Day & Anderson (2011) contended that the caregiver should not make a critical decision such as quitting the job while experiencing the warning signs of compassion fatigue because the intellectual and cognitive health is affected by the burnout. The way forward is to speak with a professional such as a therapist, a religious leader, or a councilor. These people have experience in dealing with cognitive, emotional, somatic, social, and spiritual issues. Cautious planning and identification of warning signs of compassion fatigue is imperative. It is paramount for the caregiver to know when to intervene. This means that the caregiver require professional support from the management. The support can be in form of time off so that the caregivers can either rest or seek early intervention.

It is evident that the two important resources need by the caregiver to alleviate burnout and compassion fatigue are manpower and minutes. Manpower involves the people that are of significance to the caregiver such as the family and other health care providers.

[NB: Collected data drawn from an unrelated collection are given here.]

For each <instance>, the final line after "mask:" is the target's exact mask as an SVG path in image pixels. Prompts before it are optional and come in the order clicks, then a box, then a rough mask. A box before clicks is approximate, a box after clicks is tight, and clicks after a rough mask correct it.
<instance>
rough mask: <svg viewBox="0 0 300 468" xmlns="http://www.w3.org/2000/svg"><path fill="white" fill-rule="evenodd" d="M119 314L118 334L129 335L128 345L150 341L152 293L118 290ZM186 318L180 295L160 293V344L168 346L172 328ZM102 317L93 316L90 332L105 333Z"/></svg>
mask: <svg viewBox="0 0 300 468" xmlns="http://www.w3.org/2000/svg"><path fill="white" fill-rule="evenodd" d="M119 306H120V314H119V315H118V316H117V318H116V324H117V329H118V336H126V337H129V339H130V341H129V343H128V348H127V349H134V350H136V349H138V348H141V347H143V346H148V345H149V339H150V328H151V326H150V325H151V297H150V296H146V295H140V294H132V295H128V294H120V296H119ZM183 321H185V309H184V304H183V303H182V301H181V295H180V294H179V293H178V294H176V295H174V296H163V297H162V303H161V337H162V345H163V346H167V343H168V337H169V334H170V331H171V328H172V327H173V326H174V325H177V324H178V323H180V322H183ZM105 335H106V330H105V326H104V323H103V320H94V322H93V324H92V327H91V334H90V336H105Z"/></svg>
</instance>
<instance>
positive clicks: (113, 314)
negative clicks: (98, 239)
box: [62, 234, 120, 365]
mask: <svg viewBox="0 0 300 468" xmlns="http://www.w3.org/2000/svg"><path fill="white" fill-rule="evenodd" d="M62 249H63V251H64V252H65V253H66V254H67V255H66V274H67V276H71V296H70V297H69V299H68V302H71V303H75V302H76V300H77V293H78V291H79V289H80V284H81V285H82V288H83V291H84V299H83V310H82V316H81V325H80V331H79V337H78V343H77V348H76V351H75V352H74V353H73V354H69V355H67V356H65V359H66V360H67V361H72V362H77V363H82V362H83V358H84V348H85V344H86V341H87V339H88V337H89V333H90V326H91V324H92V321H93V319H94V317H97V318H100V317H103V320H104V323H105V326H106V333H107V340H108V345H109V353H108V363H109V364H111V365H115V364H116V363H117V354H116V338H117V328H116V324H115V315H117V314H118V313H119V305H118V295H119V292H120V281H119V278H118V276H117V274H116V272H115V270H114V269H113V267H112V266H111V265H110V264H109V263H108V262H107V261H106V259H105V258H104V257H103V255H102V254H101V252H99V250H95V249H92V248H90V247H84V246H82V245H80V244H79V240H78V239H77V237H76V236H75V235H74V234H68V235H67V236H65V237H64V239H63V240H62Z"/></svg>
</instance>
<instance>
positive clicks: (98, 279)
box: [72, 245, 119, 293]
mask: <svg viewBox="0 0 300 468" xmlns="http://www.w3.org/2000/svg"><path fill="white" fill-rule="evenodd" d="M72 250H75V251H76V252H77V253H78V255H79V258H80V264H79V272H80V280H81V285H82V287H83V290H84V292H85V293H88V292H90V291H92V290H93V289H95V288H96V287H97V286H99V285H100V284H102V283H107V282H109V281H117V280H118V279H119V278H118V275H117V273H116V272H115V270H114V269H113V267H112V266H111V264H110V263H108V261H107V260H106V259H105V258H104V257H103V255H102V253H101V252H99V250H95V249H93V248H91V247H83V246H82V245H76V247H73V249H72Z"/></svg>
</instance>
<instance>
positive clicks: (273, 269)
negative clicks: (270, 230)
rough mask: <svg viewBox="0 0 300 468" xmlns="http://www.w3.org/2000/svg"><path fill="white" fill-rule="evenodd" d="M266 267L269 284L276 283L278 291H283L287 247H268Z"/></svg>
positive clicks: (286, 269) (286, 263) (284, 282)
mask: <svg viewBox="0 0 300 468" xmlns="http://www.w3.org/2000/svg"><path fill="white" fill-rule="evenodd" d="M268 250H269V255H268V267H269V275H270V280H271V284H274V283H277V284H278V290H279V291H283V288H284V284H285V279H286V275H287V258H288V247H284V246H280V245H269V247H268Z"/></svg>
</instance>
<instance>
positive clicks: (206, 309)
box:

Minutes entails the time off that the caregiver requires to rest or participate in other activities.


Every caregiver is susceptible to compassion fatigue. The caregiver is always struggling to provide care to the patients who present with diverse problems that range from physical, social, financial, and emotional. The patients’ problem as well as work pressure stresses the caregiver who eventually develops compassion fatigue while trying to provide holistic care to patients. There is need for the caregiver to develop strategies of coping with compassion fatigue.


Day, J. R., & Anderson, R. A. (2011). Compassion fatigue: an application of the concept to informal caregivers of family members with dementia. Nursing Research and Practice, 40(2), 80-85.

Melvin, C. S. (2012). Professional compassion fatigue: what is the true cost of nurses caring for the dying? International Journal of Palliative Nursing, 18(12), 606–611.

Potter, P., Deshields, T., Divanbeigi, J., Berger, J., Cipriano, D., Norris, L., & Olsen, S. (2010). Compassion fatigue and burnout. Clinical Journal of Oncology Nursing, 14(5), 56–62.